Pride and LGBTQ events have been contentious at city hall in recent years, with outgoing Mayor Rob Ford’s absence noted — including his refusal to march in the annual Pride parade — and his documented homophobic slurs criticized. Ford attended his first Pride Toronto event in June 2013, also a flag-raising. He had previously attended flag raisings against homophobia and transphobia.
“While I’m not yet the mayor of Toronto, I have been elected as the mayor of Toronto and I’m going to be the mayor of all the people,” Tory told reporters after the ceremony. “To me it is a pleasure and a privilege to be able to go to events like that.”
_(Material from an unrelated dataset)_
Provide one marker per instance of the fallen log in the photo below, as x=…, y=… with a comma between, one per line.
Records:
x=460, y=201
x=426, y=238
Twitter pointed me towards Madeline Ashby’s opinion piece in the Ottawa Citizen, one noting the ways in which famed Canadian politeness actually manifests more like indifference where the fate of women is concerned.
As the stories about Jian Ghomeshi grow in number and deepen in depravity, Canadians have asked themselves painful questions about how and why his alleged behaviour went ignored for so long. But if the history of Rob Ford is any indication, Torontonians are experts at not asking questions about a charismatic man’s treatment of women. And while the allegations against both Ford and Ghomeshi have not been proven in court, this reluctance to even talk about it suggests the famous Canadian politeness might give men cover for how they treat women.
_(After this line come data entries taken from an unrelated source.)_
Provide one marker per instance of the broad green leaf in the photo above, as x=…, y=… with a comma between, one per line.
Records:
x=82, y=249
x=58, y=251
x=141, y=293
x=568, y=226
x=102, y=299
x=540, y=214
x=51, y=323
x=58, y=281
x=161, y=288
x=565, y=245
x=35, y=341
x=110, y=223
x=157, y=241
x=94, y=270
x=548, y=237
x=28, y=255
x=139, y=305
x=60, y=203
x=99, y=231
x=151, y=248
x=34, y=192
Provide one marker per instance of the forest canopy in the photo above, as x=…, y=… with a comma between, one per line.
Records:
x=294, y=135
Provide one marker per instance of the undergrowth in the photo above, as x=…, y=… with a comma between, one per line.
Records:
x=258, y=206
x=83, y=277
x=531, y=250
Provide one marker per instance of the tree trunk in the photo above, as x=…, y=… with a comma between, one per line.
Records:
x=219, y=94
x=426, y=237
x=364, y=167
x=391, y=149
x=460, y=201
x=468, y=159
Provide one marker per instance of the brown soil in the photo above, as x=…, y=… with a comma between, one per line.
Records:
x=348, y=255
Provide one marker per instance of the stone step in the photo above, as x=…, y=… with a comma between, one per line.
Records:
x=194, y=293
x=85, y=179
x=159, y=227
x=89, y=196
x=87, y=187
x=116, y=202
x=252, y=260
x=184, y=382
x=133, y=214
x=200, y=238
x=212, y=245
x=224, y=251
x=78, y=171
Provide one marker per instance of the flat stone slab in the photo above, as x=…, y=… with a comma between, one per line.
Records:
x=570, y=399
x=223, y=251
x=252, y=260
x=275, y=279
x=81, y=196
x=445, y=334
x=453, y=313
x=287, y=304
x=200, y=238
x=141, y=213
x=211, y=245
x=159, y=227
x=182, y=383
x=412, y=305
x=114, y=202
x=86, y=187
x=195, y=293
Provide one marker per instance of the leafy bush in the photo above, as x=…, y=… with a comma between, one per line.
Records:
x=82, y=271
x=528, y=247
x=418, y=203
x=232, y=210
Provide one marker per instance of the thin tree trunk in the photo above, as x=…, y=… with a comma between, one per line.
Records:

It may seem strange to compare Ghomeshi with Ford. On the surface, they appear to be polar opposites. While Ghomeshi gleefully exploited his hipster cred among left-voting CBC listeners, Ford gorged himself on their frustration. But beneath their brands, the stories about them are disturbingly similar.
While Ghomeshi was allegedly busy intimidating his co-workers, assaulting his dates, and playing with his teddy bear, Ford was welcoming Toronto police officers into his home to deal with domestic disturbance complaints. In 2008, Rob Ford was arrested for assault and allegedly making a death threat against his wife. The charges were later dropped, because the Crown found his wife Renata Ford’s account to have “credibility issues.” In 2011, Ford’s mother-in-law called 911 to tell them Ford was taking his two children out of the country without their mother’s consent. The Ford family said the police had it all wrong, that everything was fine, that “a lot of people you know have problems behind closed doors.” But those problems continued: in 2012, police found Renata Ford with bruises and contusions on her face and body. When asked about the possibility of abuse, she refused to cooperate.
[. . .]
As the stories about alcohol and drugs and secret videos mounted, Renata Ford’s story slipped through the cracks. It’s not that it the public didn’t know there had been interactions with authorities — journalists at multiple Toronto newspapers knew and some even published stories about it. It’s that the public simply did not care. A mayor who smoked crack was a tragedy. The woman who lived with him was just a statistic.